Laureates 2002

2002 Present - Technology, Information and Society

Daniel Hillis

hillis1Dr. W. Daniel Hillis has been selected for the first Dan David Prize in the category of 'The Present: Technology, Information and Society" for his defining work in the area of parallel processing and for his spirit of innovation, creativity and exploration.

Inventor, scientist and computer designer, W. Daniel Hillis is renowned for pioneering the concept of massively parallel computers. He has designed some of the fastest systems in the world, including the first massively parallel computer, the Connection Machine. In addition, Dr. Hillis has worked closely with users to apply these machines to problems in fields as varied as astrophysics, aircraft design, financial analysis, genetics, computer graphics, medical imaging, image understanding, neurobiology, cryptography and subatomic physics.

Born in Baltimore in 1956, Dr. Hillis received his B.S. in mathematics from the Massachusetts Institute of Technology (MIT) in 1978. He then joined the MIT Artificial Intelligence Laboratory and worked in the field of robotics. After receiving his M.S. in 1981, his interest turned to the physical limitations of computation and the possibility of building highly parallel computers. This work culminated in 1985 with the design of the 64,000-processor Connection Machine, the topic of his Ph.D. thesis. He received his Ph.D. in computer science in 1988.

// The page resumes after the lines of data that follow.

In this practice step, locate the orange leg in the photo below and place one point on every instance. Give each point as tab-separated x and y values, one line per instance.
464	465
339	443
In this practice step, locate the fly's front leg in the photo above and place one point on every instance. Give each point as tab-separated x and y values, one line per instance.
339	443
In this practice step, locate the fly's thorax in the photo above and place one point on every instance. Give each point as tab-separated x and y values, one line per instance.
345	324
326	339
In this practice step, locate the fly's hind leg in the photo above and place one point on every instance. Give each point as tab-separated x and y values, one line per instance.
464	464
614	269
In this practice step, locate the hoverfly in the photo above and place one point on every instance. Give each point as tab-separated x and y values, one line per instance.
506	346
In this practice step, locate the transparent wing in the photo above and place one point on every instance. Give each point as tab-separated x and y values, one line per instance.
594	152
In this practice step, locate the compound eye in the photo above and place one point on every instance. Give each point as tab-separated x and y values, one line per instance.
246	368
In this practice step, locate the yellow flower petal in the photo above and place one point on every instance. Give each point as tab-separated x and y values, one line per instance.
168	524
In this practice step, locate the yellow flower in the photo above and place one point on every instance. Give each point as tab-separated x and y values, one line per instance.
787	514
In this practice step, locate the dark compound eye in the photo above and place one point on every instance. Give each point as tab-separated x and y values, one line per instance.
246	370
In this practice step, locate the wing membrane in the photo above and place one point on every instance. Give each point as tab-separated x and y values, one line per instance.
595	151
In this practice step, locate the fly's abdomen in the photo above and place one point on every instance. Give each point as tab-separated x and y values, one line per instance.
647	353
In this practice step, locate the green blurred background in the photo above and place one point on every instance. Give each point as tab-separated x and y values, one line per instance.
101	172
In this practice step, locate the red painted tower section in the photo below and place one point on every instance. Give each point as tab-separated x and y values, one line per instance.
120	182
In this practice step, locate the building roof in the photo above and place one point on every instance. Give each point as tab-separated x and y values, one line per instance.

Dr. Hillis co-founded Thinking Machines Corporation in 1983, a company that revolutionized high performance computing with its massively parallel supercomputing technology. The company produced and marketed the Connection Machine and later developed high-end data-mining software tools to run on supercomputers. As chief scientist, Dr. Hillis led the company's pioneering research in applying parallel supercomputers to a wide range of scientific, engineering, and commercial applications. Dr. Hillis built a technical team comprised of scientists and engineers who were widely acknowledged to be among the best in the industry. The company's customers included American Express, Dow Jones, Schlumberger, Stanford University, Harvard University, the University of Tokyo, the Los Alamos National Laboratory and NASA.

In 1994, Dr. Hillis left Thinking Machines to serve as a consultant to industry and as an adjunct professor at MIT's Media Laboratory, where he currently teaches and conducts research in the area of artificial intelligence. Dr. Hillis holds 40 US patents and is editor of several scientific journals. He recently published his second book, The Pattern On The Stone: The Simple Ideas That Make Computers Work.

Dr. Hillis is the recipient of numerous awards, including the Spirit of American Creativity Award for his inventions, the Hopper Award for his contributions to computer science, and the Ramanujan Award for his work in applied mathematics. He is a fellow of the Association of Computing Machinery, a Fellow of the American Academy of Arts and Sciences, and a Fellow in the International Leadership Forum.

Dr. Hillis and his wife Pati educate their three children, Asa, Noah, and India, at home in Los Angeles, California.

A few observations by Dr. Daniel Hillis:

"Building a thinking machine has always been a personal dream of mine, and my conception of the Connection Machine was part of that. I like to say I want to make a computer that will be proud of me."

"I'd like to find a way for consciousness to transcend human flesh. Building a thinking machine is really a search for a kind of Earthly immortality. Something much more intelligent than we can exist. Making a thinking machine is my way to reach out to that."

"The Internet is a brand-new fertile ground where things can grow, and the Web is the first thing that grew there. But the stuff growing there is in very primitive form."